Charateristics of patients experiencing thromboembolic events are presented in Table 5. After adjustment for age and ISS score, each 1000 pmol/L increase in F1+2 at admission was independently associated with development of any thromboembolic event, OR = 1.46 (95% CI 1.07–2.00). A 100 µg/L increase TAT complex levels at admission was associated with an OR of 1.42 (95% CI 1.03–1.96) and 100 nM*min increase in endogenous thrombin potential was associated with an OR = 1.32 (95% CI 1.22–1.55) for any thromboembolic event.
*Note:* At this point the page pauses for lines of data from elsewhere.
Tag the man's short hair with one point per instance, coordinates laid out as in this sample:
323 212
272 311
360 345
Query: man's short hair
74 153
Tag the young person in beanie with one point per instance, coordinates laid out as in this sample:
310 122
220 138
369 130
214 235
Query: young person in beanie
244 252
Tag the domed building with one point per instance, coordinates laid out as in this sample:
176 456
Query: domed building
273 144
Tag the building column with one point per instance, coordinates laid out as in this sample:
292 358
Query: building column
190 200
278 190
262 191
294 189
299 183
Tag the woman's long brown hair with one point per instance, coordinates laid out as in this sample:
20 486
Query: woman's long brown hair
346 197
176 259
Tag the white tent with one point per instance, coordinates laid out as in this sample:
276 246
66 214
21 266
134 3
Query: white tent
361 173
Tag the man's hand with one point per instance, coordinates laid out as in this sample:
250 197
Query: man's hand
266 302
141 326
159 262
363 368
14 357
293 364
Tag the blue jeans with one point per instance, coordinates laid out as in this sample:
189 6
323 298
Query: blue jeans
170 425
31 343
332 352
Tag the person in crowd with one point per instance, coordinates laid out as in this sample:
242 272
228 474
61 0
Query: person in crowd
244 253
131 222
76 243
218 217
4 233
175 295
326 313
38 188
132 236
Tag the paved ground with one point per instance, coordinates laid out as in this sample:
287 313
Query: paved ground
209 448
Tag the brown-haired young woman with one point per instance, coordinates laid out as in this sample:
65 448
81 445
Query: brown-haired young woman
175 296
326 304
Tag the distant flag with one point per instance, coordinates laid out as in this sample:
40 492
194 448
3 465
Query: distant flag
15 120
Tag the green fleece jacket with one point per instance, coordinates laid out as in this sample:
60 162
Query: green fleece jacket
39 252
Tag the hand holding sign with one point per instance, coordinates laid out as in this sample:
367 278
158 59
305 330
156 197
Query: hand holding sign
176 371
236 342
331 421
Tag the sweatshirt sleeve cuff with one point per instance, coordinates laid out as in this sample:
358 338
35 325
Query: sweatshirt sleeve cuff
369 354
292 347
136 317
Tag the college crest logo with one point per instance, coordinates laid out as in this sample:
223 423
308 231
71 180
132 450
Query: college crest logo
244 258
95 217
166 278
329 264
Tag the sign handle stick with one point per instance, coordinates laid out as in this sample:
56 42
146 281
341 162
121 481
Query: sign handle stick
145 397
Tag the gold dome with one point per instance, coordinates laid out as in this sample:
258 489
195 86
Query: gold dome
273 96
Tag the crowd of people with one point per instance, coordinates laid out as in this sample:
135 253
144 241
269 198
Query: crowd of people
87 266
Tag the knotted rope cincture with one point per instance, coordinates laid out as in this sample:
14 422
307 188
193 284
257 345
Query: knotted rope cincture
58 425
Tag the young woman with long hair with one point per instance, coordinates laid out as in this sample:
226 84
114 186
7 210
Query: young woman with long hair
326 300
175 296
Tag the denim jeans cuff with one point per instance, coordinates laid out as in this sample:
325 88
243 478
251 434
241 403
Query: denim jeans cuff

In a ROC curve analysis, admission levels of F1+2 and TAT complexes separated patients experiencing thromboembolic events from those who did not suffer such events with a high AUC (Fig. 3d–f). In comparison, endogenous thrombin potential had a modest ability to separate these groups. The Youden Index provided high sensitivities of F1+2 and TAT complex levels to identify patients with symptomatic thromboembolic events (Fig. 3d, e).
Discussion
In this study, we observed age-dependent differences in in vivo thrombin generation after trauma. Younger patients responded stronger to increasing injury severity and displayed more rapid reductions in in vivo thrombin generation, reflected by F1+2 and TAT complex levels, along time after trauma than older patients. In comparision, ex vivo thrombin generation was not associated with injury severity, but reduced levels on admission were observed among older patients only. Intrigingly, admission levels of biomarkers of in vivo thrombin generation separated patients dying/surviving 30 days after the trauma with an AUC comparable to ISS score and with high sensitivities suggesting a predictive ability. Furthermore, thrombin generation markers also predicted symptomatic thromboembolic events.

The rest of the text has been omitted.